On 4 May 2017, the Foreign Service Institute held a Mabini Dialogue entitled “Nationalism, Culture, and Philippine Diplomacy” at the Benedicto Room, Carlos P. Romulo Library, Department of Foreign Affairs. Dr. Leslie E. Bauzon, Vice-President and Chair of the Social Sciences Division of the National Research Council of the Philippines (NRCP) and Retired Professor of History at the University of the Philippines, Diliman was the guest speaker.
Tracing Philippine ancestry
Dr. Bauzon traced Philippine ancestry back to the upland Mamanwan people of Surigao del Norte in northeastern Mindanao. Referring to them as the “first Filipinos,” Bauzon described their genetic heritage as hailing from a mix of Asian and Oceanian roots. They played a vital role in enabling Filipinos to transition from a lifestyle of hunting and gathering to one of farming and crop cultivation, thereby contributing to the formation of Philippine civilization.
He described an expedition he took to Escalon Cave in Surigao, where he and his team, comprised of Japanese and local researchers, unearthed the skeletal remains of a young adult male who lived in 4000 B.C., later dubbed the “Escalon Man.” His team conducted extensive laboratory testing on the remains and concluded that the Escalon Man is closely related to the Lapita people of Oceania.
He then narrated how the colonization of the Philippine archipelago later led to the assimilation of European and American culture and heritage into Philippine society, leading to the creation of the modern Filipino identity.
Nevertheless, he stressed the similarity of Filipinos with ancient Asian and Oceanian civilization. “There is no denying our Asian and Oceanian heritage. It is fitting therefore that while we acknowledge our unique heritage as Filipinos, we should also remember our Asian and Oceanian roots,” he said.
“We must therefore bring our Asian and Oceanian souls to the fore and bring them to the forefront of our subconscious and take pride in them.”
Addressing structural issues
Dr. Bauzon emphasized the importance of history and anthropology as tools for understanding ancestral roots, which he says provides a lens to assess the social and economic dilemmas that beset the Philippines today.
This framework provides a historical basis to guide national leaders and policymakers in addressing the structural issues that plague the country at present. He describes, for instance, how the “dominant Christianized majority” tend to marginalize katutubos (indigenous peoples) due to the strong influence of the Spanish colonizers, who discriminated against upland Filipinos who refused to convert to Christianity.

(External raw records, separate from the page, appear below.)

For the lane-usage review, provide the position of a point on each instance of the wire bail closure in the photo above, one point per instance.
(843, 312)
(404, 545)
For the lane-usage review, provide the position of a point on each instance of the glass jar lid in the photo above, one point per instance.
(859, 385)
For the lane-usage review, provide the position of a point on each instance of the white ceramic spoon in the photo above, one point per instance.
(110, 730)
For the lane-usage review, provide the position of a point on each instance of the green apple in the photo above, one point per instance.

This social segmentation is reflected in the words that Filipinos use to describe these groups, citing the use of the pejorative word “baluga” by the people of Cordillera in Central Luzon toward the Aetas.
He then asserted that the various forms of discontent that marginalized groups take part in – namely banditry, millenarianism and revolution – effectively serve as methods of protest that challenge the unjust social structures and institutions that exist in the Philippines today, including discrimination against minorities and economic inequality.